Saya adalah pengagum berat
Koh Chris. Saya senang mengamati dia bermain, saya belajar banyak dari dia. Saat di lapangan kami tidak saling menebak-nebak melainkan sudah hafal pergerakan masing-masing.
Percaya atau tidak nomor ganda campuran itu jarang sekali latihan. Paling seminggu hanya satu kali tetapi
chemistry kami berdua sangat kuat.
Pernah suatu waktu saya sudah mundur dari pelatnas. Saya sempat sebentar tinggal di Amerika Serikat dan kami berdua tidak lagi berpasangan. Kami berdua lantas ambil bagian di Amerika Serikat Terbuka tanpa pernah latihan. Di akhir turnamen kami malah juara.
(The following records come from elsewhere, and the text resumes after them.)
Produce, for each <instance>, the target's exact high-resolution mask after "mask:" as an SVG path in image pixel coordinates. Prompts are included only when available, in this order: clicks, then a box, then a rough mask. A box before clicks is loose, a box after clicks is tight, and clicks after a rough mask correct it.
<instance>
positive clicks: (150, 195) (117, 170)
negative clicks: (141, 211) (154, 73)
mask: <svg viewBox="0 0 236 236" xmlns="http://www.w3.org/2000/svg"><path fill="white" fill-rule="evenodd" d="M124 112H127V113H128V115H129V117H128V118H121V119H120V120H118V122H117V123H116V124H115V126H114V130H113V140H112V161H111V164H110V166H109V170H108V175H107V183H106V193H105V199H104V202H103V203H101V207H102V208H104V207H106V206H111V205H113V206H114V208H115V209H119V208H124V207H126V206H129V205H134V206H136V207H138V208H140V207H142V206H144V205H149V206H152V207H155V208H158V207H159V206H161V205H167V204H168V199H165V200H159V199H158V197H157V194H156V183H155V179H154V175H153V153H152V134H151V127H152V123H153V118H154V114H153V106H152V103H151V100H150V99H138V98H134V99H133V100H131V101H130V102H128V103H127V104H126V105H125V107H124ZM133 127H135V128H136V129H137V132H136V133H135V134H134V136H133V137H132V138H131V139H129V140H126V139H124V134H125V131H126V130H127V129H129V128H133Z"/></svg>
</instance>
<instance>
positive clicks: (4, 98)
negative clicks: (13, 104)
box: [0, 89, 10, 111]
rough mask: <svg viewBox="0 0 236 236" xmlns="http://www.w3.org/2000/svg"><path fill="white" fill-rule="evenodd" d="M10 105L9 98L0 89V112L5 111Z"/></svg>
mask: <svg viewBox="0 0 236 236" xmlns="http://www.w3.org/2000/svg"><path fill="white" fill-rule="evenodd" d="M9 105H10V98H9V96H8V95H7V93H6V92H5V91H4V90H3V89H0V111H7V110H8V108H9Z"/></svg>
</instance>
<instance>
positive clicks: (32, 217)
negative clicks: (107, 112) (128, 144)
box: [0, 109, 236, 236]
Kalau untuk kegagalan yang saya sesali mungkin di Kejuaraan Dunia 1980. Saya baru masuk pelatnas dan bisa menang dari juara dunia asal Denmark, Lene Koppen di semifinal.
Saya pribadi lumayan terkejut bisa mengalahkan dia. Saat tampil di final lawan sesama wakil Indonesia, Verawaty Fajdrin, saya malah antiklimaks.
Saya ingat betul kenapa saya main jelek di final. Lebih ke psikologis karena di semifinal saya sudah mengalahkan lawan paling berat. Konsentrasi saya buyar. Kontrol tubuh saya benar-benar hilang. Benar-benar seperti orang yang tidak tahu mau buat apa di pertandingan.
Saya punya peluang besar untuk menjadi juara dunia karena di semifinal berhasil mengalahkan favorit juara dari Denmark. Tetapi di final saya bermain buruk sekali, kehilangan konsentrasi karena terlalu berpuas diri setelah mengalahkan juara bertahan. Saya dikalahkan oleh Verawaty.
Terakhir saya juga merasa kalau ada sesuatu yang kurang dalam hidup mungkin karena tidak punya kesempatan untuk kuliah. Ada sesuatu yang hilang. Momen menuntut ilmu sebagai mahasiswi.
Waktu itu kondisi tidak menunjang seperti sekarang yang bisa menggunakan metode
distance learning. Tetapi lagi-lagi tidak ada yang harus saya sesali. Sekalipun tidak dapat kesempatan kuliah, saya dapat pengalaman yang luar biasa.